All hell has broken loose at work this week and next week I have to travel to NC for a couple of days.The worst of it is that marci called to let me know that our trailer is in







I won't be able to pick it up for two weeks







OK I'm off the soap box


----------



## Ridgway-Rangers (Apr 18, 2008)

All I heard was the trailer was in!








Congrats,
Brian


----------



## Oregon_Camper (Sep 13, 2004)

That sucks!!









I have to travel to Prague (in SFO airport right now) then to Warsaw and finally to London this week. Trip to NC can't be that bad.









BTW...enjoy the trip to Lakeshore. I was really impressed with Marci and the service guys. I spent the first 24hrs while I was there going over the trailer and had a huge list of things (90% were minor) and they put 4 guys to work on it. Very nice...


----------



## CamperAndy (Aug 26, 2004)

I am working in Xalapa Mexico this weekend with a beautiful weekend at home, so no camping for me.

I am taking the entire month of July off so I am still trying to look at the bright side. July is just around the corner.

If you go to pick up your camper make sure to take advantage of the over night option of camping in the trailer while at the Lakeshore lot. I had an inch of snow on the trailer and they did not have to move the slide in to bring the trailer into the shop on Saturday morning to fix the few items I found over night.


----------



## Oregon_Camper (Sep 13, 2004)

CamperAndy said:


> . I had an inch of snow on the trailer and they did not have to move the slide in to bring the trailer into the shop on Saturday morning to fix the few items I found over night.


LOL...if he has an inch of snow on his Outback in July, I am calling Al Gore and we're gonna have a conversation on this Global Warming concept....


----------



## CamperAndy (Aug 26, 2004)

Oregon_Camper said:


> . I had an inch of snow on the trailer and they did not have to move the slide in to bring the trailer into the shop on Saturday morning to fix the few items I found over night.

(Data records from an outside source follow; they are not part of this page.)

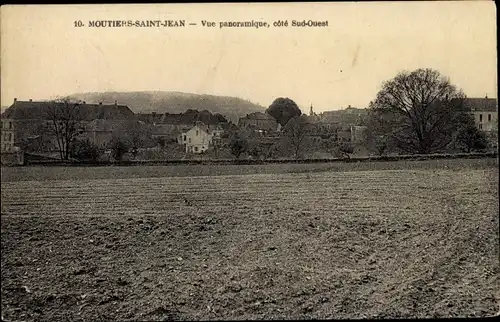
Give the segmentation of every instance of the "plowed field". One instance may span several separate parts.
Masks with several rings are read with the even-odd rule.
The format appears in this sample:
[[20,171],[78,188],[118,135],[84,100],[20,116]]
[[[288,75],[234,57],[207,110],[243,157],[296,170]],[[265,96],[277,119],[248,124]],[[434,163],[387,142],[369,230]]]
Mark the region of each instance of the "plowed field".
[[22,180],[2,169],[16,178],[1,184],[2,318],[499,311],[496,165],[303,170]]

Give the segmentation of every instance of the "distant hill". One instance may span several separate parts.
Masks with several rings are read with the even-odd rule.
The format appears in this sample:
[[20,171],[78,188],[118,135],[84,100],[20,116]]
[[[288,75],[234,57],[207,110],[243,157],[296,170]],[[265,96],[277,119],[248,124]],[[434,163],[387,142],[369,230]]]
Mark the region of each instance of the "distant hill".
[[134,113],[183,113],[188,109],[219,113],[233,123],[249,113],[262,112],[265,107],[237,97],[199,95],[182,92],[101,92],[78,93],[71,99],[87,103],[114,103],[127,105]]

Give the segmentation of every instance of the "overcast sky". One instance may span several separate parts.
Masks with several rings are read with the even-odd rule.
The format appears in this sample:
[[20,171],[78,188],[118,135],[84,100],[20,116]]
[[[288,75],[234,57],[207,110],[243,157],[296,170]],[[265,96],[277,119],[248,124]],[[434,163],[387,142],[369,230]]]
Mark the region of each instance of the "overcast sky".
[[[366,107],[399,71],[435,68],[469,97],[496,97],[495,6],[413,3],[1,7],[1,103],[75,92],[182,91],[303,111]],[[74,27],[178,20],[185,28]],[[328,21],[324,28],[205,28],[201,20]]]

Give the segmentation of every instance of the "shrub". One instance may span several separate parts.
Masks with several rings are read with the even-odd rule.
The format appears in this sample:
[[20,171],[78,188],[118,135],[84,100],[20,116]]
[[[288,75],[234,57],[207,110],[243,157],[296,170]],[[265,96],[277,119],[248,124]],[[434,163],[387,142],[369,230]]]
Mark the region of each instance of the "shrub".
[[90,140],[76,140],[70,145],[70,155],[72,158],[81,161],[97,161],[102,154],[102,149]]
[[129,143],[121,138],[113,138],[110,142],[111,156],[116,161],[121,161],[129,148]]

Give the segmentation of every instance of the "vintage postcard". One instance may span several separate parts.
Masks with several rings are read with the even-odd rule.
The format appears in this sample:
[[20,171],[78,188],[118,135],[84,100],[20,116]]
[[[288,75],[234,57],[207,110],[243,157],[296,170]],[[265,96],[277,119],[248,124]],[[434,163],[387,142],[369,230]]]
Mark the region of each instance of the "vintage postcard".
[[2,321],[499,314],[494,2],[0,10]]

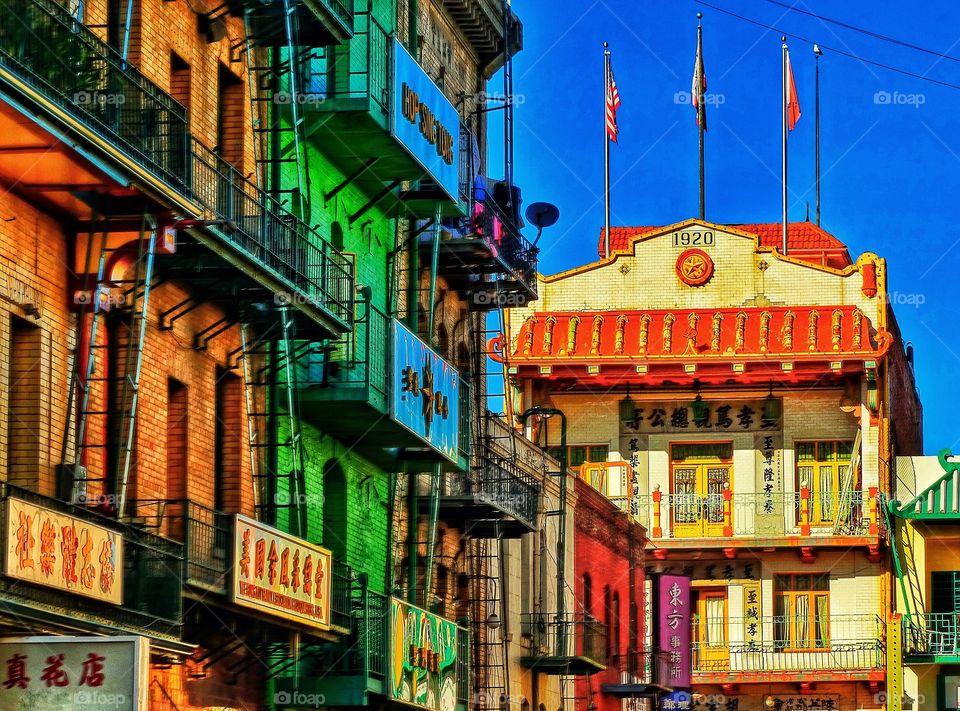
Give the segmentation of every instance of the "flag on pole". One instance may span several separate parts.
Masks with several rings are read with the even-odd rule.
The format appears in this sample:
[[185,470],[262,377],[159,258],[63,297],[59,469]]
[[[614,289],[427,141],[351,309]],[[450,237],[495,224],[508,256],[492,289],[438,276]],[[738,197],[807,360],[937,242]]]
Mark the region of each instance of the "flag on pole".
[[606,86],[606,100],[607,100],[607,137],[613,141],[617,142],[617,134],[619,129],[617,128],[617,109],[620,108],[620,92],[617,91],[617,82],[613,78],[613,64],[610,63],[610,57],[607,56],[607,86]]
[[697,112],[697,125],[707,130],[707,107],[703,97],[707,93],[707,74],[703,70],[703,35],[697,32],[697,59],[693,65],[693,85],[690,87],[690,103]]
[[800,99],[797,96],[797,84],[793,80],[793,66],[790,64],[790,52],[787,51],[787,128],[793,130],[800,120]]

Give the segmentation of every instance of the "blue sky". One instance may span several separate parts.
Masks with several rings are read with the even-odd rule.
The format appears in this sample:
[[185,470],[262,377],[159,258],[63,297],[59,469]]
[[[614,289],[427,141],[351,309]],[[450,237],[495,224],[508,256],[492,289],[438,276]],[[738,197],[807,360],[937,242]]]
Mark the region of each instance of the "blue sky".
[[[804,37],[960,85],[960,62],[895,46],[767,0],[709,0],[784,30],[802,116],[790,141],[790,219],[814,211],[814,57]],[[669,224],[697,214],[697,131],[689,103],[696,13],[704,13],[708,92],[708,220],[780,219],[780,33],[693,0],[514,0],[524,51],[514,64],[516,181],[524,203],[547,200],[560,222],[541,239],[541,271],[596,258],[603,224],[603,49],[610,43],[623,105],[612,147],[612,224]],[[795,6],[960,58],[960,6],[945,0],[797,0]],[[960,89],[824,49],[821,59],[822,226],[851,254],[887,258],[904,338],[916,347],[925,449],[960,451],[954,308],[960,229]],[[491,90],[497,91],[496,79]],[[885,94],[878,95],[878,92]],[[884,98],[889,101],[884,102]],[[494,122],[491,132],[500,130]],[[502,166],[491,144],[493,174]]]

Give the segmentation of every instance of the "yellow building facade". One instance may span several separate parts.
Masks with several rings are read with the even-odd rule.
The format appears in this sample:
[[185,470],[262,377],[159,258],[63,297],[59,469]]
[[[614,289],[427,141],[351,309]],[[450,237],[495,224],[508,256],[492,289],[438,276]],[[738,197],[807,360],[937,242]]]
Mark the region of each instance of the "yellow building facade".
[[[541,277],[503,354],[515,407],[563,411],[570,465],[646,527],[651,589],[689,580],[674,708],[885,708],[882,505],[920,409],[884,260],[809,223],[787,244],[695,220],[611,243]],[[553,421],[530,435],[558,453]]]

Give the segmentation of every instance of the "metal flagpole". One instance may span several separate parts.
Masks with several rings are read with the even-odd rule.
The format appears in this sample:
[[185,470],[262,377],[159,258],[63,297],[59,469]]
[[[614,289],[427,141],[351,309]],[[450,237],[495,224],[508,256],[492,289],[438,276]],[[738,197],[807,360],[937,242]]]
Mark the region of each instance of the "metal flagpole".
[[[697,66],[701,66],[703,63],[703,26],[701,25],[701,19],[703,18],[703,13],[697,13]],[[706,97],[703,95],[703,76],[700,76],[700,85],[697,87],[697,128],[700,133],[700,219],[706,219],[706,199],[704,198],[704,169],[703,169],[703,124],[704,124],[704,115],[707,110],[704,106]]]
[[603,43],[603,256],[610,256],[610,136],[607,106],[610,101],[610,50]]
[[819,45],[813,45],[813,55],[816,59],[816,83],[815,83],[815,94],[816,94],[816,107],[814,112],[816,113],[816,152],[817,152],[817,227],[820,226],[820,57],[823,56],[823,51],[820,49]]
[[783,193],[781,196],[781,207],[783,211],[783,254],[787,253],[787,38],[780,38],[782,47],[782,56],[780,60],[781,74],[783,75],[783,91],[780,96],[780,111],[783,118]]

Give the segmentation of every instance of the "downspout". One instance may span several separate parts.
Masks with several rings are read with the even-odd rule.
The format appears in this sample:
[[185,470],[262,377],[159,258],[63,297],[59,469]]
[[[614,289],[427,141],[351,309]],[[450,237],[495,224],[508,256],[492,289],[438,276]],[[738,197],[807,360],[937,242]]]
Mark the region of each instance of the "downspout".
[[[416,245],[413,245],[415,248]],[[433,244],[430,252],[430,301],[427,304],[427,344],[433,346],[435,339],[433,336],[433,327],[436,321],[437,309],[437,271],[440,268],[440,203],[437,203],[436,213],[433,218]],[[441,353],[444,358],[446,353]]]
[[407,4],[407,49],[414,59],[420,54],[420,1],[410,0]]
[[417,533],[420,511],[417,501],[417,475],[407,473],[407,600],[417,604]]
[[407,239],[407,248],[410,252],[407,254],[407,264],[409,265],[409,274],[407,276],[407,327],[417,333],[420,321],[420,247],[416,243],[416,224],[409,223],[409,237]]
[[423,606],[430,609],[427,596],[430,594],[430,586],[433,583],[433,558],[434,548],[437,545],[437,518],[440,514],[440,477],[442,472],[440,462],[433,465],[433,473],[430,475],[430,521],[427,524],[427,564],[423,579]]

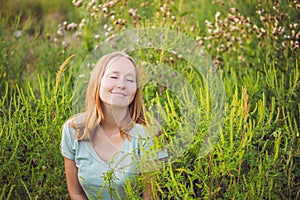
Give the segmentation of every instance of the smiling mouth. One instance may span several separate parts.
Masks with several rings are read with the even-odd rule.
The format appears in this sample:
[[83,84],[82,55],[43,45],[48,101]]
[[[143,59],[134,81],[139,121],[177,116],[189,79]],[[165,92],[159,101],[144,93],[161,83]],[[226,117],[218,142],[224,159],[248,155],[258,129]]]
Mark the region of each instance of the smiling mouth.
[[122,93],[122,92],[112,92],[113,95],[117,95],[117,96],[127,96],[125,93]]

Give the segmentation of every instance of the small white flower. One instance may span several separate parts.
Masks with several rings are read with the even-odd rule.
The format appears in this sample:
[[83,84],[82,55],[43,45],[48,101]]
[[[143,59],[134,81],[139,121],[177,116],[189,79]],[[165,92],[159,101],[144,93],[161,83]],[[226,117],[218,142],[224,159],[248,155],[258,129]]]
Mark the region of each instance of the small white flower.
[[16,38],[21,37],[21,35],[22,35],[22,31],[20,31],[20,30],[14,32],[14,36]]

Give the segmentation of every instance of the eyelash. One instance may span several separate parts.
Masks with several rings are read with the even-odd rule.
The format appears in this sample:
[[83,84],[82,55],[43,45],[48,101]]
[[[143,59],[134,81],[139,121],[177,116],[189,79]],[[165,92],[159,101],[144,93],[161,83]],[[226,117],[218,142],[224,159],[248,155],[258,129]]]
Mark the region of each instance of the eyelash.
[[[110,78],[112,78],[112,79],[118,79],[118,77],[117,76],[110,76]],[[126,81],[129,81],[129,82],[131,82],[131,83],[133,83],[134,81],[133,80],[131,80],[131,79],[127,79]]]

LOL...if he has an inch of snow on his Outback in July, I am calling Al Gore and we're gonna have a conversation on this Global Warming concept....








[/quote]

I know what you mean, I was just trying to say it was convenient.


----------



## CrazyAboutOrchids (Aug 10, 2009)

Congrats!

We wanted to pick up our new to us Outback this week; hubby left for Germany at noon today. Upper management decided he, who rarely travels, had to be at a one day conference on Monday over there. He gets back on Wednesday so we hope to go get it on Thursday.


----------



## SLO250RS (Mar 11, 2010)

I hope I can pull off picking up the trailer in time for the 4th of July weekend.I will not have enough time to spend the night at Lakeshore,plan on going up very early and I am crossing my fingers that there will not be any major issues.


----------



## Carey (Mar 6, 2012)

You guys having to travel out of the country has got to suck at times.

Im making my 4th trip in a row to the NW this week. Have 2 more to do, then will take much of july off.

Taking a $100k 5er to Tualatin, Or. this week. In Elkhart now and will leave late tomorrow.

Congrats and enjoy the new outback when you get to it. Remember, without work we have nothing. Work 1st, fun 2nd..

Carey


----------



## SLO250RS (Mar 11, 2010)

The kids want me to go now and get it,they want there bunks.I told them they have to clean it up and get it ready for us.







so it will take it about a week or so.


----------



## rsm7 (Aug 8, 2009)

I'm camping this week in Hatteras! Stop in I'll buy you a beer!

Randy


----------